Die heutige Fahrt führte uns stundenlang durch die Pampa Argentiniens auf unserer Abenteurerstraße Ruta 40. Und da wir wieder durch den Ort Chos Malal kamen (siehe Blogeintrag vor 2 Tagen), haben wir dort erneut mit Warteschlange vollgetankt und in einem supermercado (dies hat nichts mit unseren Märkten zu tun) eingekauft. Wir benötigten vor allem Dinge zum Reinigen des Autos und der Schuhe. (Wer eine Ahnung bekommen möchte, warum dies so wichtig ist, hier einfach den Link anklicken!)

Die Straße ist den Argentiniern genauso wichtig, wie die Zugehörigkeit der Las Malvinas/Falklandinseln zu Argentinien, die überall im Land immer wieder in Denkmälern, auf Schautafeln und auf Inschriften herausgehoben wird. (Als hätte das Land keine anderen Probleme….)

Von Chos Malal ging es dann wieder 170 km auf der aber vollständig asphaltierten 40 gen Süden durch die Pampa und zwar ohne eine weitere Siedlung oder ein Haus zu sehen und insgesamt zwei „Abzweigungen“ für „Feldwege“ – das ist eine unheimliche Weite aber auch Langeweile!
Diese Langweile führte uns schließlich zu einem kleinen Stressfaktor: wir mussten die 40 nach Las Lajas (wirklich nur ein winziges Dorf) verlassen und kurz danach erneut abbiegen, um nach Villa Pehuenia (wir haben bisher keine Ahnung, wie dies ausgesprochen wird) zu gelangen. Da wir die ganze Zeit perfekt mit Google durch das Land geführt wurden, haben wir uns wieder auf Maps verlassen. Das war aber ein Fehler!!!
Wir haben nämlich die nicht ausgeschilderte Abfahrt zu unserem Ziel verpasst und Google Maps hat das gemacht, was es immer macht: es hat die Route neu berechnet und die nächste Möglichkeit zum Wenden eingebaut. Wir haben diesen Schritt nicht mitbekommen und sind immer schön auf der blauen Linie entlang der Straße gefahren. Nur war die nächste Wendemöglichkeit für Google eben der nächste Ort, Abzweig auf bzw. entlang der Straße und der war über 50 km entfernt. (Mist, wenn die Programmierung davon ausgeht, dass es immer mal Straßen gibt, die kreuzen oder abfahren.)
Wir haben das erst bemerkt, als wir knapp 500 m vom Wendepunkt entfernt waren. Dies lag auch daran, dass der Stand der Sonne uns hier nicht hilft. In der Mittagszeit ist sie immer um die knapp 75° über uns und damit für Mitteleuropäer eigentlich senkrecht und zudem ist sie eben im Norden. Dies irritiert mich immer wieder und führt meinen Orientierungssinn nachhaltig in die Irre.
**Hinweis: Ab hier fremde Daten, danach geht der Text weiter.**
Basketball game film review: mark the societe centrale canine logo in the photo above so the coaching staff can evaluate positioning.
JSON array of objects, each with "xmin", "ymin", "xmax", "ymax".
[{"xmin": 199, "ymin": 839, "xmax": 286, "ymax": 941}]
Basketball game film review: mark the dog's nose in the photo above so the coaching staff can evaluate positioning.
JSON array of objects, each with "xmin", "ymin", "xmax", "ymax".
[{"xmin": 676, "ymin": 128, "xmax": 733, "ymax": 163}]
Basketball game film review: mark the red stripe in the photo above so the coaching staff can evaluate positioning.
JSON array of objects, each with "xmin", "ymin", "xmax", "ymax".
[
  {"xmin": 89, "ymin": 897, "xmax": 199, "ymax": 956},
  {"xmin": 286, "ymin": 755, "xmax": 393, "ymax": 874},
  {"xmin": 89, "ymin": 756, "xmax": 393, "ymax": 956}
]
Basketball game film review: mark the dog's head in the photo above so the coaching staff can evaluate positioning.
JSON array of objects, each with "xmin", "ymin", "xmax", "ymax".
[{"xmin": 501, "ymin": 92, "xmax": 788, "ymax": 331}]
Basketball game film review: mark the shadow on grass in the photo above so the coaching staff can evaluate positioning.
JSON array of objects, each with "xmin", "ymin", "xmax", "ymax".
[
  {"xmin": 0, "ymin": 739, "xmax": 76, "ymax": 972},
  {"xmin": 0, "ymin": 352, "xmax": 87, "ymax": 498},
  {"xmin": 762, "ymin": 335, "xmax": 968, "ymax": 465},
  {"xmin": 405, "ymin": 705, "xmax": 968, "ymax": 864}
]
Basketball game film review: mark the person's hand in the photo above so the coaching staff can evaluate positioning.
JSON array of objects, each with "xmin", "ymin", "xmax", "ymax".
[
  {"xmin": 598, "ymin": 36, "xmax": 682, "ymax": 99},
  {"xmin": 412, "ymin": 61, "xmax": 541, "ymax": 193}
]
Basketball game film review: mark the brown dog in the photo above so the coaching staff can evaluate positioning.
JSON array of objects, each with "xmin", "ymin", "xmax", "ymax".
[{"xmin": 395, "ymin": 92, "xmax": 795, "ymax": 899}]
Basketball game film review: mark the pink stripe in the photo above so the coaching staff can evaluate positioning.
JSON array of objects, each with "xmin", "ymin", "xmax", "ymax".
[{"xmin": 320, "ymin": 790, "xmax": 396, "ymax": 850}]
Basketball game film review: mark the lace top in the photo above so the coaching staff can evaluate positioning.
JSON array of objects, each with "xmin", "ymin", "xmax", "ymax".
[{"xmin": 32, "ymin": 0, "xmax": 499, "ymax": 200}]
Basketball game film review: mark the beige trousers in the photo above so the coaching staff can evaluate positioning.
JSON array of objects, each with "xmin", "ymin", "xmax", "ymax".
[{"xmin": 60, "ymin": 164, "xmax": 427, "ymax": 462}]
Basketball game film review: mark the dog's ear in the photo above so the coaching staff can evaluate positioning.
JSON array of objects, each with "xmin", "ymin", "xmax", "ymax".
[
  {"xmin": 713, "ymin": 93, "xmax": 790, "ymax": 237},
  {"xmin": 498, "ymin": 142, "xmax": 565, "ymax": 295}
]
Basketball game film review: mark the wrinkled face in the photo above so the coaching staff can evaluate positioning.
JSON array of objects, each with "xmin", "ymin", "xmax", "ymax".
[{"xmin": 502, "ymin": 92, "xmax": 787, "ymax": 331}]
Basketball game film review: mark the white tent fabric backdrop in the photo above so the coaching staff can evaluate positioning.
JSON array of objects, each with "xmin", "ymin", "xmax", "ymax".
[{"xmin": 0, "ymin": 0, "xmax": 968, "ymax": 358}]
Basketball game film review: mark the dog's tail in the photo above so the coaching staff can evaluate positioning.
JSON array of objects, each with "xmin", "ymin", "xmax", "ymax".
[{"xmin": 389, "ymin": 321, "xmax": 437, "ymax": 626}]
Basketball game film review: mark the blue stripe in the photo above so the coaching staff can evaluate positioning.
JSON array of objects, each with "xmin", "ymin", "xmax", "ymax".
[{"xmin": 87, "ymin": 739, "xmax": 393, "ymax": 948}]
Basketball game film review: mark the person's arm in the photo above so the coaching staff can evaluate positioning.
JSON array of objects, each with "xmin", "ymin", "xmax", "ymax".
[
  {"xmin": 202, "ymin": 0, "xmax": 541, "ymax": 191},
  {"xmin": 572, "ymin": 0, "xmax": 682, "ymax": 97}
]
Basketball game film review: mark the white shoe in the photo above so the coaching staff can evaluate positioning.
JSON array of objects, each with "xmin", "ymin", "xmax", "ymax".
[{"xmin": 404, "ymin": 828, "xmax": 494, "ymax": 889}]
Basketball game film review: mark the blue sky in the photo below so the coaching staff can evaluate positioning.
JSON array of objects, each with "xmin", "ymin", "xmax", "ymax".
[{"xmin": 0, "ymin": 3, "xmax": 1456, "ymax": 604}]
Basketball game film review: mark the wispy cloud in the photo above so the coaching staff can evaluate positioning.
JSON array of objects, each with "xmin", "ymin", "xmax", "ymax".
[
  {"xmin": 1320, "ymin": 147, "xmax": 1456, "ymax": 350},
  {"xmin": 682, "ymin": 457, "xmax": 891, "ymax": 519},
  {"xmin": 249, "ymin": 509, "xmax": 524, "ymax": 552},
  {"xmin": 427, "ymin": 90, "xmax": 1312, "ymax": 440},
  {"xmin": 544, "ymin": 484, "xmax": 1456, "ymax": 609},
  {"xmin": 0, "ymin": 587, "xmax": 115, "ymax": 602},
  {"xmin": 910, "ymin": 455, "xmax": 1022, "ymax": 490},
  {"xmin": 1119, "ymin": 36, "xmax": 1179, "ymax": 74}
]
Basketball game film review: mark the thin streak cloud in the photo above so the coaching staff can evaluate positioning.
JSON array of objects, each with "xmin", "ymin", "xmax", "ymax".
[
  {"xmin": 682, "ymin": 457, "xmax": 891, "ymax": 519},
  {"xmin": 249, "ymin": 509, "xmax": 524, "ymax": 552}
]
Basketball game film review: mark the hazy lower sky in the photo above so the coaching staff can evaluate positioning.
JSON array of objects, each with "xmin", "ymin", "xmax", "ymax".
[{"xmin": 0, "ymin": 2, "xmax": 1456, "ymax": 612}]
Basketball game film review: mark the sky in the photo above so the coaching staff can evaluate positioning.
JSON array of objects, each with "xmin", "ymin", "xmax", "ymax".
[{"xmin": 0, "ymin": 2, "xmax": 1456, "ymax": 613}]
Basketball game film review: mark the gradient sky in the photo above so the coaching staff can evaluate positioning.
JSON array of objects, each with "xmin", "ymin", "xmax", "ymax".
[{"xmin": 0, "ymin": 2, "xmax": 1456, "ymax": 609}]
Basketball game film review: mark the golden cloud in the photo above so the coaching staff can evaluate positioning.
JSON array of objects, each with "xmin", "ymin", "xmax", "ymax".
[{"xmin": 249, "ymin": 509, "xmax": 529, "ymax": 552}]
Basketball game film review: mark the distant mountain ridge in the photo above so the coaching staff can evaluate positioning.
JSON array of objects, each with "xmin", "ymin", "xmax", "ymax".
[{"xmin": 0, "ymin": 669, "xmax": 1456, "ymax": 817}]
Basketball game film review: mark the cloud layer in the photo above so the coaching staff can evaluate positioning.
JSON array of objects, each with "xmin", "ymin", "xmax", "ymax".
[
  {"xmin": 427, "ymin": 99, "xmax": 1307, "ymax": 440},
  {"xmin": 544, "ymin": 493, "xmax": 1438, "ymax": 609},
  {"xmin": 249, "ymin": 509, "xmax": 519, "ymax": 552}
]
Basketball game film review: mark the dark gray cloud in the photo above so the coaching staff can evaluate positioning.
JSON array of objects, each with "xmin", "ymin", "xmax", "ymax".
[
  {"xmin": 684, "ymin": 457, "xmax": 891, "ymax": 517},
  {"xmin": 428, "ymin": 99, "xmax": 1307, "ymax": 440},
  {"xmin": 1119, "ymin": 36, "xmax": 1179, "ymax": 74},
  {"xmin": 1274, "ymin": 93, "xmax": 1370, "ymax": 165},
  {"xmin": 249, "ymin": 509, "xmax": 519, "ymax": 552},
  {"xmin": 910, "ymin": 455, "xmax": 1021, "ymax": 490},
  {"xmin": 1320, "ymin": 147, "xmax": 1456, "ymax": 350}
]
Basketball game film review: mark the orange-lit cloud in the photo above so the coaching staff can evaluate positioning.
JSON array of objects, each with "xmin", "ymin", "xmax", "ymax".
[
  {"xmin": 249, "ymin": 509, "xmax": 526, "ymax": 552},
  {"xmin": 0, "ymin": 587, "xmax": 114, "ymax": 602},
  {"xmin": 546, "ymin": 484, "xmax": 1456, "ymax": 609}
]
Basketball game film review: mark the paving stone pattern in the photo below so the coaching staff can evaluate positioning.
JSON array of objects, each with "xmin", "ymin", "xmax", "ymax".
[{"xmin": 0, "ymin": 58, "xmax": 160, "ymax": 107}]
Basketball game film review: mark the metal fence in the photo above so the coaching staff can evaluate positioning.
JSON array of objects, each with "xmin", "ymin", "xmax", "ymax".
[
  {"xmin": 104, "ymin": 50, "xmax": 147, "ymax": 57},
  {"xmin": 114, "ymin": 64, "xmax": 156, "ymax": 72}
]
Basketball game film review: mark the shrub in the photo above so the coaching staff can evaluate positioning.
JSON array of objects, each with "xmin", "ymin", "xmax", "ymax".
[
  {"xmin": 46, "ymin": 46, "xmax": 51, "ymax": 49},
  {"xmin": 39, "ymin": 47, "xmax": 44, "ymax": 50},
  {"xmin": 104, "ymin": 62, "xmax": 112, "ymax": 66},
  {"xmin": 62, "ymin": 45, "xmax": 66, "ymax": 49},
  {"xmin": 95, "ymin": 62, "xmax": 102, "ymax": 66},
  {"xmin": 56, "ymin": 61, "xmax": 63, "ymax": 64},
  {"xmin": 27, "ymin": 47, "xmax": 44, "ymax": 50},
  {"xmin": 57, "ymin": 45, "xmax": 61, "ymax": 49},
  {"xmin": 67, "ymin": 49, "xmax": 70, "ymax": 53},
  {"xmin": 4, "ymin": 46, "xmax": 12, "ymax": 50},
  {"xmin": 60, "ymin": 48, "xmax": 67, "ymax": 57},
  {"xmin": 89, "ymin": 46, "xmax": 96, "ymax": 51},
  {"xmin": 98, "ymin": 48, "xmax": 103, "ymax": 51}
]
Nach knapp 7 Stunden Fahrt wurde es dann wieder spannender und vor allem schöner. Wir kamen in die Araukarienwälder des nördlichen Patagoniens. Für uns ein Anblick, der sehr, sehr ungewohnt ist, auch wenn wir schon Araukarien in Patagonien bzw. einzelnen Gärten in Europa gesehen haben.


Mittlerweile sind wir in unserer fantastischen Unterkunft der Posada la Escondida in Villa Pehuenia angekommen und genießen seit Stunden den traumhaften Blick auf den Lago Aluminé und gleich geht die Sonne unter.


Es gibt auf dem Hotelgelände noch sehr viele andere, gerade blühende Pflanzen und Bäume, die wir heute per App bestimmt haben und an denen wir Gefallen haben.